4. Go to a writer's colony. This is a bit different in that there will be an application process involved. Writers apply for residencies of anywhere from a week to several months, and in many cases, meals and everything you need are provided. Competition is fierce, especially for the most prestigious colonies, such as MacDowell. But there's also quite a list of lesser-known colonies that might interest you. Either google or check them out here.

5.  If all else fails, design your own retreat while you stay at home.  Inform everyone you know that you'll be focusing exclusively on your writing and then follow through–turn off the phone, shut down the email boxes, refuse to answer the door. Because in reality, retreating is a mind-set more than anything else. It is committing to keeping outside influences at bay while focusing deeply on your own work, that which is most important to you. And that can be accomplished anywhere.

What are your experiences with writing retreats?  Have you gone to an organized one?  Created one for yourself?  I'd love to hear about them.

0 thoughts on “The Wonder of a Writing Retreat

  1. J.D. Frost

    I’ve never been on a retreat. If I ever organize one, I think for my kind of writing the ususal idyllic setting might not work. I write mysteries and thrillers—at least they’re meant to be thrilling. Do retreats ever gather in a seedy hotel on Chicago’s southside or Compton near Los Angeles or 14th Street in the nation’s capital? Maybe I can talk the Atlanta P.D. into offering a retreat, an inexpensive weekend in the Fulton County lockup. I don’t mean an arrest, just a couple of nights in the pokey and let me take my laptop. No internet, of course.

  2. Charlotte Dixon

    J.D., I can just see you wandering the mean streets of Manhattan, notepad and pen in hand, wearing a fedora and raincoat, then repairing to the even seedier hotel room to drink a beer and go over your notes. Re: the Fulton County lockup, be careful what you wish for!

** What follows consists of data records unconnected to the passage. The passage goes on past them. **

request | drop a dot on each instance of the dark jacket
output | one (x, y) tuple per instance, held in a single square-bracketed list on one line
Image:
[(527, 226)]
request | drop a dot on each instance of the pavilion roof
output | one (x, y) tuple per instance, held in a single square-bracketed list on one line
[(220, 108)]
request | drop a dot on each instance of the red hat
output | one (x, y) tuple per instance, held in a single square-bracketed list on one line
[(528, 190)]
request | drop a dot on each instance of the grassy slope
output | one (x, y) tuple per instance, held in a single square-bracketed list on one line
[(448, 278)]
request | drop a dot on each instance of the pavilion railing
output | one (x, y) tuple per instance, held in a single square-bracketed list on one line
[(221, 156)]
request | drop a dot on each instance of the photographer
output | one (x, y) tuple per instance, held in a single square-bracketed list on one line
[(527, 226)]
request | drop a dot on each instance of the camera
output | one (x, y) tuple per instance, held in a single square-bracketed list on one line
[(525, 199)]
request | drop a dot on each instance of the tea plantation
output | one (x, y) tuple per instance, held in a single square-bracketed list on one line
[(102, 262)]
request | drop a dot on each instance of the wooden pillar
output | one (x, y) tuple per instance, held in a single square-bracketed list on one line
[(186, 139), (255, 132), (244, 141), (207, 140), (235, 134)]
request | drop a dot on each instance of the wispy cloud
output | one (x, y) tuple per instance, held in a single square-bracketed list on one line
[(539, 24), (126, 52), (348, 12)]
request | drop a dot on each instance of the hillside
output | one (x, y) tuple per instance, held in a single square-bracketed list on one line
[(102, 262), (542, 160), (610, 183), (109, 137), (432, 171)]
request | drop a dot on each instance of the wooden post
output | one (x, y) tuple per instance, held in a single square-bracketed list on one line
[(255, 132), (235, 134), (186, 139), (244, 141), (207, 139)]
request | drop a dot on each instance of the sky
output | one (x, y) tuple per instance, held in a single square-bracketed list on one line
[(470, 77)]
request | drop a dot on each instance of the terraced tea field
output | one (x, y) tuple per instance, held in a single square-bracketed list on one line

    You do make an excellent point, though, which is that everyone has their own specific idea of what would make a great retreat for them. Once you’ve figured that out, you can either find one that suits your or design your own. Even if it has to do with jail.

  3. Zan Marie

    I want to go on one! The schedule of my husband and the needs of my doggies won’t allow that at the moment…not to mention my funds. : (

    Ah well, I’ll just have to plan an at home retreat. Have a great weekend, Charlotte.

  4. Charlotte Dixon

    Well, Zan Marie, we’ll be doing a lot more in the future! And yes, the at-home retreats can be very beneficial, also!

  5. J.D. Frost

    Charlotte, you have outed me 😉

  6. Patrick Ross

    Charlotte, how exciting you’re organizing a writer’s retreat! I experienced this for the first time in the spring in what was called a “Staycation,” it was in town and we spent all day Monday through Friday writing with lectures over a brown bag lunch, then went home at night. A bit more affordable. It didn’t have the isolation benefits of my MFA residency, but I am now connected to other local writers. One of them lives near me and we have a weekly meet-up at a Panera where we write; it forces me to carve out that time. Another one joined with me to form a writer’s group, and we’ve had 5 meetings so far. So don’t undersell the ability to connect with other writers!

  7. Charlotte Dixon

    Great input on the value of meeting with other writers, Patrick. I seem to recall when you did your Staycation retreat and how much you enjoyed it. Not to mention your MFA residency! It is very cool that you have gotten so connected with local writers–makes a huge difference.